No pareciera haber mejor ambiente para lograr un nuevo acuerdo multinacional que el actual. Las críticas contra la validez científica de la elevación de las temperaturas del planeta por la emisión de CO2 han dado paso a un consenso internacional de expertos. La opinión pública global entiende cada vez más la necesidad de desarrollar energías más amigables con el medio ambiente y que la "economía baja en carbono" implicará un costo. China, el mayor productor de los gases efecto invernadero, viene poniendo en marcha políticas 'verdes' en sus industrias para mitigar las nocivas consecuencias ambientales de su crecimiento económico desbordado.
Hasta la posición estadounidense ha variado. De la radical oposición del gobierno republicano de George W. Bush incluso a reconocer la existencia de un desafío en el calentamiento global, la principal economía mundial ha pasado a una ley de control de emisiones, que la administración de Barack Obama tramita hoy en el Senado norteamericano. Sin embargo, las conclusiones de la última ronda de negociaciones previas a la cumbre de Copenhague, realizadas en Barcelona la semana pasada, invitan a pensar que este cambio de percepción no se traducirá en un nuevo acuerdo vinculante y más estricto, que remplace al desgastado Protocolo de Kioto.
Como en toda negociación internacional, priman los intereses nacionales, las desconfianzas mutuas y las rivalidades geopolíticas. Mientras
China e India, que responden por un cuarto de las emisiones de carbono del mundo, no aceptan siquiera la vigilancia de las Naciones Unidas para el cumplimiento de las reducciones futuras, y acusan a los países desarrollados de querer imponer acuerdos ambientales estrictos para frenar el vertiginoso ritmo de sus economías. Para el resto de las naciones subdesarrolladas, incluida Colombia, el interés está en el monto de recursos que los países industrializados estarían dispuestos a destinar a un fondo que pague a las sociedades pobres por dejar de emitir carbono.

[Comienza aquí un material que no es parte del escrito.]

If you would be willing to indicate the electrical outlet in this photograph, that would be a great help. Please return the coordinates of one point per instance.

Así que son pocas las esperanzas de que de Dinamarca surja un acuerdo estricto, con metas vinculantes y mecanismos de sanción de los infractores. La brecha entre países ricos y pobres, que limitó los alcances de anteriores pactos, sigue vigente. Ya voces importantes, como la del representante de los europeos, hablan de un "marco de acuerdo" que posponga por un año la definición de los topes y los porcentajes de reducciones y le dé tiempo a Obama para aprobar su ley. Parece más fácil que los científicos desarrollen las complejas tecnologías que mitiguen el cambio climático que los políticos firmen los acuerdos diplomáticos para compartir los sacrificios que este serio desafío global implica.